驚きの数字 「『ボヴァリー夫人』論」の註+書誌で100頁!2015.02.07
またまた愚かな間違いを。単純な計算ミスです。前回、映画「紅孔雀」の原作は15分×約200回という膨大なもので …と書きましたが、一年は約50週あり、毎週月~金で放送されていたのだから、200ではなく250回ですね。なんともお恥ずかしいかぎりですが、なんと、蓮實先生も「『ボヴァリー夫人』論」で同様のミスをしておられた。同書のp159にこんな記述がある。
ルーアンからヨンヴィルの距離が「八里」、すなわち約20キロと明らかにされていたからだが
普通、一里は約4キロとされているので、約20キロではなく約30キロのはず。怜悧な先生でもこんなケアレスミスをおかすのだから、わたしが繰り返しミスをおかすのも、と言いたいところですが、しかし、原稿2000枚の本ですからねえ。それに、巻末の註だけで70頁、更に書誌(参考にした本の一覧)が30頁! 常人のなせる業とは思えない。
ところで、先の「紅孔雀」のラジオドラマは、一回分の放送時間は15分だったわけですが、原稿にすると、多分この頃は1分200字計算だったはずだから、400字で7~8枚だったはず。この推測が正しいとすると、原作の総枚数は、50×5×8となり、なんと「『ボヴァリー夫人』論」と同じ2000枚! なんという偶然、なんという符合!
話かわって。このところ、アーカイヴに掲載する公演チラシ捜しに奔走(はオーバーですが)していて、やっと浦和の自宅で捜しあてた『夢みる、力』のチラシには、次のような惹句が記されています。

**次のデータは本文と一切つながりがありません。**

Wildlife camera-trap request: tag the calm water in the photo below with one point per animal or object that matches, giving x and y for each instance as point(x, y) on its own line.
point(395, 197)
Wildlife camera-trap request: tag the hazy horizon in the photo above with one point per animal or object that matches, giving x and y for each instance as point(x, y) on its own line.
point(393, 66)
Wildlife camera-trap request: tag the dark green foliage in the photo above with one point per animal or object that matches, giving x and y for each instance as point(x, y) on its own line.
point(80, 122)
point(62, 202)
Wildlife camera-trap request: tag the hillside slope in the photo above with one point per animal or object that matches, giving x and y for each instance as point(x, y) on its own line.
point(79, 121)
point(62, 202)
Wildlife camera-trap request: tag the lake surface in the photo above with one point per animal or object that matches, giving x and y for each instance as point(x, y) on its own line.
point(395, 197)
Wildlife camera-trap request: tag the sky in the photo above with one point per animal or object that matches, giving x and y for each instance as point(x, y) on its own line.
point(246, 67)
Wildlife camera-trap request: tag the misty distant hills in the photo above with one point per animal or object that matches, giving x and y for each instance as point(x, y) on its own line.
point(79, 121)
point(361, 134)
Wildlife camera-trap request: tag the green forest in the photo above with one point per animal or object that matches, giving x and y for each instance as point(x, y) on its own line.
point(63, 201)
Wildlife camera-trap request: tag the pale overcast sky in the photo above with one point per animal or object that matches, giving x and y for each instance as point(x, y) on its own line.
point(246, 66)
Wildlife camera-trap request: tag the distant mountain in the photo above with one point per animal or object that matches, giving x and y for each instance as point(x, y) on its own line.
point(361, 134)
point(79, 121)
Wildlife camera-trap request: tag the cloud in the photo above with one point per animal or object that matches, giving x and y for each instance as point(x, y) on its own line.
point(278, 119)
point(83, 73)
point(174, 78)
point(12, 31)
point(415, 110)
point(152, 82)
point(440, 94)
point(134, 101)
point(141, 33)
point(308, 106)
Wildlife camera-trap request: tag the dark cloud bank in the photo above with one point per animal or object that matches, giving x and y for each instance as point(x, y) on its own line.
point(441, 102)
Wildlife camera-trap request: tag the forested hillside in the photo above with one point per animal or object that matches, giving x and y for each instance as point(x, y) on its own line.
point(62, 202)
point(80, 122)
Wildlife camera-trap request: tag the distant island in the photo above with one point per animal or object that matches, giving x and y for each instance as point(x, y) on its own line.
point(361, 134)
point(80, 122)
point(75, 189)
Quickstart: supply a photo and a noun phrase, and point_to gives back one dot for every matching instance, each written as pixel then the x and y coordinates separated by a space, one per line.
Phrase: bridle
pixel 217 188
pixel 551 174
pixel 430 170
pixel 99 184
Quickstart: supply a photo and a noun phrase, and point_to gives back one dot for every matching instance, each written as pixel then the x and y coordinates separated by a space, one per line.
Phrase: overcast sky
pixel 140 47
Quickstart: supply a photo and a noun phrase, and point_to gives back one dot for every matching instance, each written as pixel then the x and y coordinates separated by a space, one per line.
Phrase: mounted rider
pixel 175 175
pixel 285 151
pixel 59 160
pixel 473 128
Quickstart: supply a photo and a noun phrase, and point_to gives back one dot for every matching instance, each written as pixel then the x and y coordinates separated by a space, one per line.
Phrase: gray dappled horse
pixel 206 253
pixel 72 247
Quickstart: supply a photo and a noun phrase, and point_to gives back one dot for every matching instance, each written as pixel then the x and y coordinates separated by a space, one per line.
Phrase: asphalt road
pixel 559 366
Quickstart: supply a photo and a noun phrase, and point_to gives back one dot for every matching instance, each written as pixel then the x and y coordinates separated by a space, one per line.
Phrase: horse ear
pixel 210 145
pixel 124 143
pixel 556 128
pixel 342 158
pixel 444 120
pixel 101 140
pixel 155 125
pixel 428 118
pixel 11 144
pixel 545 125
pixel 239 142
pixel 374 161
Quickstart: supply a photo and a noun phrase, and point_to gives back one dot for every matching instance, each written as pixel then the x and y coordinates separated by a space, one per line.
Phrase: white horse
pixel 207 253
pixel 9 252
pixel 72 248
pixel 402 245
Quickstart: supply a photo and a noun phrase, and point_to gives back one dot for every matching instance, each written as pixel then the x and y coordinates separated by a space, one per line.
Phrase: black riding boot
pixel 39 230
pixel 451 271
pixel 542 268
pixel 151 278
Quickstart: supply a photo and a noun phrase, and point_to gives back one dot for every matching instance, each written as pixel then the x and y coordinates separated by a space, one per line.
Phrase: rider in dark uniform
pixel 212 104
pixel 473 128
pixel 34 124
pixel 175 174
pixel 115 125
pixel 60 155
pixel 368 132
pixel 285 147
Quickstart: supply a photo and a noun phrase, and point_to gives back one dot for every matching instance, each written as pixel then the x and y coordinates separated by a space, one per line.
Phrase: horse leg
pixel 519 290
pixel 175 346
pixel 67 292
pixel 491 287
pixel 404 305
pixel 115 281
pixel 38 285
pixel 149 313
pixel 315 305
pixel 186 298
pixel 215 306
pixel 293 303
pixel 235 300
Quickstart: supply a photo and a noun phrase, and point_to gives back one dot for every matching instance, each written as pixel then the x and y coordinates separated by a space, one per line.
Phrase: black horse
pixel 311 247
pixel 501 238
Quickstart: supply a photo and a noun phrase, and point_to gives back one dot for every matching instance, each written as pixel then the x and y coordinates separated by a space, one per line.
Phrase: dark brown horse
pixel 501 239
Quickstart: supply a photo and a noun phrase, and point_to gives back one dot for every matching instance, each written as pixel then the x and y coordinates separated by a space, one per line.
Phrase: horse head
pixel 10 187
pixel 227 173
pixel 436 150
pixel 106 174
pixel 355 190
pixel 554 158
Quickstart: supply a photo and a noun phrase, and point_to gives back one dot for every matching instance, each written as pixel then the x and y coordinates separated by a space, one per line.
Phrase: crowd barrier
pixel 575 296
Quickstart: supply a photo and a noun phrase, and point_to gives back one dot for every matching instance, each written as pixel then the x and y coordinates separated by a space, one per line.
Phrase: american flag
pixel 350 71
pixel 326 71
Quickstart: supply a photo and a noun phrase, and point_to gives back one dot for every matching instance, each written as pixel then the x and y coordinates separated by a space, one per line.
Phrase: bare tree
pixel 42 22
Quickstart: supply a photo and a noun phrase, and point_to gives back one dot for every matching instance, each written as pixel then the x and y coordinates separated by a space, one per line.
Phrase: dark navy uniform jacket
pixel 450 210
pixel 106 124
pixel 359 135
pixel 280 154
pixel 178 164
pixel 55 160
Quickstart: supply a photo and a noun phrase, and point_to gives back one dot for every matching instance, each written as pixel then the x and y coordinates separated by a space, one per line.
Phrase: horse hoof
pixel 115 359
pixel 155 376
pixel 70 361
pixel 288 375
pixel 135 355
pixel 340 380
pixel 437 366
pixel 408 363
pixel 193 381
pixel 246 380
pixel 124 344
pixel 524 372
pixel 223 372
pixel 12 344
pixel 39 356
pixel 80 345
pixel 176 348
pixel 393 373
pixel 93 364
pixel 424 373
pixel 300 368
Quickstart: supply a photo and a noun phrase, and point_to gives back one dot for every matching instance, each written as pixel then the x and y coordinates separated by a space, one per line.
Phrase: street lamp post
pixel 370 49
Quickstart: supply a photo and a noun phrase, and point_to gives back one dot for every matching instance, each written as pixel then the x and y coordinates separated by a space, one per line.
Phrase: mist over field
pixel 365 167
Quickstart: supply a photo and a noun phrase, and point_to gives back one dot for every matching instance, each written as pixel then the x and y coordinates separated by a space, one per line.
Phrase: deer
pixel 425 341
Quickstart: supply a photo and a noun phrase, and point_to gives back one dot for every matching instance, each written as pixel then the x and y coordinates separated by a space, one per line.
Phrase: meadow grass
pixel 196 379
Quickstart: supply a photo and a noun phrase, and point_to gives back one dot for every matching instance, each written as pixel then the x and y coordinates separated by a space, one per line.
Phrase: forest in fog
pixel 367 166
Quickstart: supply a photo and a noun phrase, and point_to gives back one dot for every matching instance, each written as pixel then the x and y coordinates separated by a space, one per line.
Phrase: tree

走れ 大地を 力の限り 泳げ 精々 力の限り 君等の腕は 君等の足は
我等が日本の 青年日本の 腕だっ 足だっ
これは、「走れ大地を」という歌の歌詞。二人三脚でオリンピックを目指している兄弟を物語の中心に、という構想があったので、1940年に開催が予定されていた東京オリンピックのために作られた(と思っていた)この歌の歌詞を引用したのでした。しかし、日中戦争のために開催を辞退し、東京でのオリンピックは幻となったわけですが、因果はめぐると言いましょうか、わたしめのホンが書けず、われわれの公演も中止に。長い間、あんな歌詞をチラシに載せたからあんなことに …と、書けなかったことをあの歌詞のせいにしていたわけですが、これが、「走れ大地を」に言わせれば(?)とんだ濡れ衣だったことが、つい昨日判明。ウィキで調べたら、この歌は東京オリンピック用に作られたのではなく、1932年のロスアンジェルス五輪のために作られたもので、「国際オリムピック選手派遣応援歌 走れ大地を」が正式なタイトルらしい。いやはや。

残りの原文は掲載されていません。